In following Cisco (CSCO) as closely as I have, I recently realized that I have (at times) neglected some of its peers or its competitors that are also doing well within the space. Admittedly, I might have “forgotten” them on purpose, because what investor (truly) wants to give any glory to the competition? When it comes to our investments, objectivity becomes overrated.
We have seen examples of this within every Sirius (SIRI) versus Pandora (P) article, as well as those that discuss Apple (AAPL) versus Google (GOOG) or those that inject any hint of Research In Motion’s (RIMM) demise. Throw in Microsoft’s (MSFT) decade-long sluggishness and mention its trajectory towards obscurity and the language of drunken sailors litters each article. It is truly remarkable how sensitive we become to the extent that we argue that a large pie within any market should never be shared, much less think that the competition deserves any remaining crust.
The market’s behavior this year has taught me many valuable lessons, and as it draws to a close, I’m getting a head-start on some resolutions. One of these lessons deals with what I’ve mentioned above – maintaining objectivity and increasing the distance between myself and the stock.
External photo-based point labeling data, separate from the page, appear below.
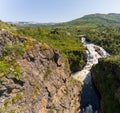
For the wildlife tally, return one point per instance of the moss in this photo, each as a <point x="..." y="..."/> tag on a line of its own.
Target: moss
<point x="14" y="111"/>
<point x="48" y="71"/>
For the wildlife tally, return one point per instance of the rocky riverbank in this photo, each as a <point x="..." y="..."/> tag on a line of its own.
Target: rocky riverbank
<point x="34" y="79"/>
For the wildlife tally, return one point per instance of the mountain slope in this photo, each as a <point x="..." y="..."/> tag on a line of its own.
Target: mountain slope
<point x="95" y="19"/>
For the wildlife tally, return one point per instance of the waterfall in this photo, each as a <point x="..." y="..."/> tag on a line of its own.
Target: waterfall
<point x="89" y="97"/>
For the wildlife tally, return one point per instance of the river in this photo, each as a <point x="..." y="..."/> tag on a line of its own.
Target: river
<point x="90" y="100"/>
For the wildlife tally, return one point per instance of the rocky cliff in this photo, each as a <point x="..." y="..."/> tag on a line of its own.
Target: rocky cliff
<point x="34" y="78"/>
<point x="106" y="76"/>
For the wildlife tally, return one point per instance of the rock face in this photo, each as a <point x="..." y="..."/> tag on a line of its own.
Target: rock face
<point x="106" y="78"/>
<point x="44" y="85"/>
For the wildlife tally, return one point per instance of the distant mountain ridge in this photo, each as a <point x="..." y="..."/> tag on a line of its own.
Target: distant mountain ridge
<point x="97" y="19"/>
<point x="91" y="19"/>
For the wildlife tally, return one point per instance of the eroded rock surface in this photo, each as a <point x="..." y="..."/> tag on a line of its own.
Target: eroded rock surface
<point x="44" y="85"/>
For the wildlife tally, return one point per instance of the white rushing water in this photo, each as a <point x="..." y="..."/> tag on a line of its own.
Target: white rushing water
<point x="94" y="52"/>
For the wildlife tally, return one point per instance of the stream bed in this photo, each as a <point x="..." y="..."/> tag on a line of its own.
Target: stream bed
<point x="90" y="99"/>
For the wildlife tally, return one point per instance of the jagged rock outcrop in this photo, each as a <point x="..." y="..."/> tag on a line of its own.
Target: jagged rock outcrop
<point x="43" y="84"/>
<point x="106" y="78"/>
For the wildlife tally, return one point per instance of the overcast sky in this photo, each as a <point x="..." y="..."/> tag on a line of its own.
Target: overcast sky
<point x="54" y="10"/>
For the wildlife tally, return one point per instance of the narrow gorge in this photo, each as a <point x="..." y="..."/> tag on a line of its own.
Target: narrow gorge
<point x="90" y="100"/>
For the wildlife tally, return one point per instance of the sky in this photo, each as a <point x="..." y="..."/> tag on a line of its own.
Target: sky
<point x="54" y="10"/>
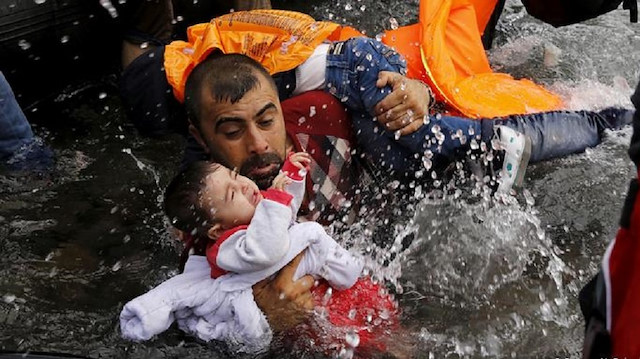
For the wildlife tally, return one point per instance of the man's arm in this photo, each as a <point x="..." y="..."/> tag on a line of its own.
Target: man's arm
<point x="285" y="302"/>
<point x="405" y="108"/>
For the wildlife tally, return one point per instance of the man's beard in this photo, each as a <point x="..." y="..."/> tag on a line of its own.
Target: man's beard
<point x="263" y="180"/>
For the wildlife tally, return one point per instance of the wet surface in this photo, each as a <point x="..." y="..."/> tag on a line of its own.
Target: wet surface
<point x="481" y="278"/>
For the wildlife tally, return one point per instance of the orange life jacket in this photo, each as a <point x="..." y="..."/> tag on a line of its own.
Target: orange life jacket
<point x="443" y="50"/>
<point x="279" y="40"/>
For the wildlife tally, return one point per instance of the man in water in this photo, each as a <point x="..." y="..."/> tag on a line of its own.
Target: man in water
<point x="252" y="131"/>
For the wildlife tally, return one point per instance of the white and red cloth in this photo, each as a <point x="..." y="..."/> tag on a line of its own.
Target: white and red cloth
<point x="223" y="308"/>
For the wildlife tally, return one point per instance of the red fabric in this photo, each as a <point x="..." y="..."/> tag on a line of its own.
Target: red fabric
<point x="624" y="270"/>
<point x="369" y="300"/>
<point x="277" y="196"/>
<point x="213" y="249"/>
<point x="318" y="124"/>
<point x="328" y="117"/>
<point x="291" y="170"/>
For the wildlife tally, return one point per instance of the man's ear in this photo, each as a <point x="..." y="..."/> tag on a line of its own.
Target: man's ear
<point x="193" y="130"/>
<point x="215" y="231"/>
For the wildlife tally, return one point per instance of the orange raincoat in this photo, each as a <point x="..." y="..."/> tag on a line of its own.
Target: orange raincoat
<point x="443" y="50"/>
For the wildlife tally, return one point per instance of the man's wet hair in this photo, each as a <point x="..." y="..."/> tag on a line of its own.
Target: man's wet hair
<point x="227" y="77"/>
<point x="182" y="199"/>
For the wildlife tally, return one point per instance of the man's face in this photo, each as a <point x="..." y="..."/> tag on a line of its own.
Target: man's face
<point x="248" y="135"/>
<point x="229" y="197"/>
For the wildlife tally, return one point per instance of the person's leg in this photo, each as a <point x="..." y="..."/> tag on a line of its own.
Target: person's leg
<point x="15" y="130"/>
<point x="148" y="98"/>
<point x="19" y="148"/>
<point x="146" y="24"/>
<point x="561" y="133"/>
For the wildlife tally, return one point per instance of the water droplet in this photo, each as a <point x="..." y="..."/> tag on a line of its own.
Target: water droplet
<point x="393" y="23"/>
<point x="24" y="44"/>
<point x="426" y="163"/>
<point x="352" y="338"/>
<point x="116" y="267"/>
<point x="528" y="197"/>
<point x="327" y="296"/>
<point x="105" y="4"/>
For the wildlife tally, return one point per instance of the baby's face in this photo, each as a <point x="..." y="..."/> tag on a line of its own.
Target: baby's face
<point x="232" y="198"/>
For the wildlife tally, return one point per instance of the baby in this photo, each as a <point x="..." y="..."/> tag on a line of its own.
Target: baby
<point x="251" y="235"/>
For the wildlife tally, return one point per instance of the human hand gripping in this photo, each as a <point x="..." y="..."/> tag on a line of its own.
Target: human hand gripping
<point x="404" y="110"/>
<point x="296" y="165"/>
<point x="285" y="303"/>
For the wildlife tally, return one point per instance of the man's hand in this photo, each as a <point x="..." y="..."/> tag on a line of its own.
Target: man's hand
<point x="285" y="303"/>
<point x="300" y="160"/>
<point x="405" y="108"/>
<point x="280" y="182"/>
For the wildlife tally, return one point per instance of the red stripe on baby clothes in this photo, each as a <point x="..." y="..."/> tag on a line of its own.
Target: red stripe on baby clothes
<point x="277" y="195"/>
<point x="212" y="251"/>
<point x="291" y="170"/>
<point x="366" y="308"/>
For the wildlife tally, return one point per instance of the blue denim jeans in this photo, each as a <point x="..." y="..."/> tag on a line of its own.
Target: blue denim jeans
<point x="351" y="75"/>
<point x="15" y="131"/>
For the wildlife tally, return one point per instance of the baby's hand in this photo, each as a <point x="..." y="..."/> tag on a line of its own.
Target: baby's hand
<point x="301" y="160"/>
<point x="280" y="182"/>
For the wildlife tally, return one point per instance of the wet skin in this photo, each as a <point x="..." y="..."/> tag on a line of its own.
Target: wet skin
<point x="248" y="135"/>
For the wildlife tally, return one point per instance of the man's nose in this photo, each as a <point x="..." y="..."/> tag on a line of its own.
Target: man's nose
<point x="257" y="142"/>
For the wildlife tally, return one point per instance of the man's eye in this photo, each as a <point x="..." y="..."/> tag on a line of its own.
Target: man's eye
<point x="231" y="134"/>
<point x="265" y="123"/>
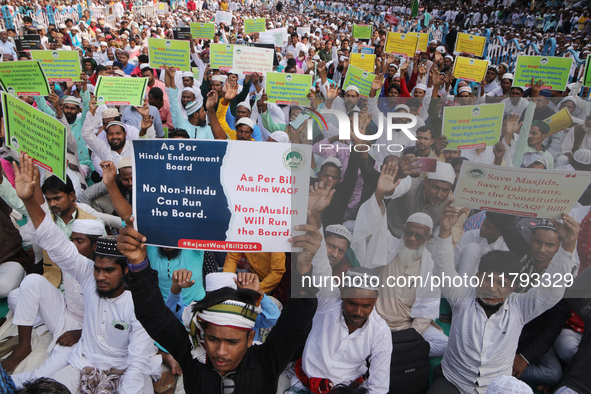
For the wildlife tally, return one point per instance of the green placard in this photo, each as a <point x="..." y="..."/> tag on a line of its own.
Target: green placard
<point x="204" y="31"/>
<point x="221" y="56"/>
<point x="472" y="126"/>
<point x="282" y="88"/>
<point x="363" y="32"/>
<point x="554" y="71"/>
<point x="170" y="53"/>
<point x="31" y="131"/>
<point x="120" y="91"/>
<point x="254" y="25"/>
<point x="24" y="78"/>
<point x="360" y="78"/>
<point x="59" y="66"/>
This is another way of saying “don’t get too attached.” In the market it’s always about growth, and I think that should also be the objective in what we do as investors.
In my attempt at growth, one of the things that I plan on doing is more closely following the competition of the stocks in which I have invested. The goal is that hopefully, not only will this result in my becoming better investor, but also a better writer.
In this pursuit I recently become enamored with one of Cisco’s competitors, Brocade (BRCD). While it is not yet on the level of the other prominent names in the space, such as Juniper (JNPR) and Hewlett-Packard (HPQ), I think it is a name that may be an up-and-comer – particularly one that should fit the strategies of aggressive investors who like turnaround stories.
In its recent Q4 earnings announcement not only did it beat its projected numbers but it also raised guidance. But the question is, what did it prove? I’m starting to get the itchy finger, but I know it remains one of the “little guys” in Cisco’s way. As Cisco continues its turnaround there is a good chance that Brocade may likely become a casualty. But that is not to take away from the many accomplishments that it has logged this year considering the markets early reaction to its once perceived inability to compete.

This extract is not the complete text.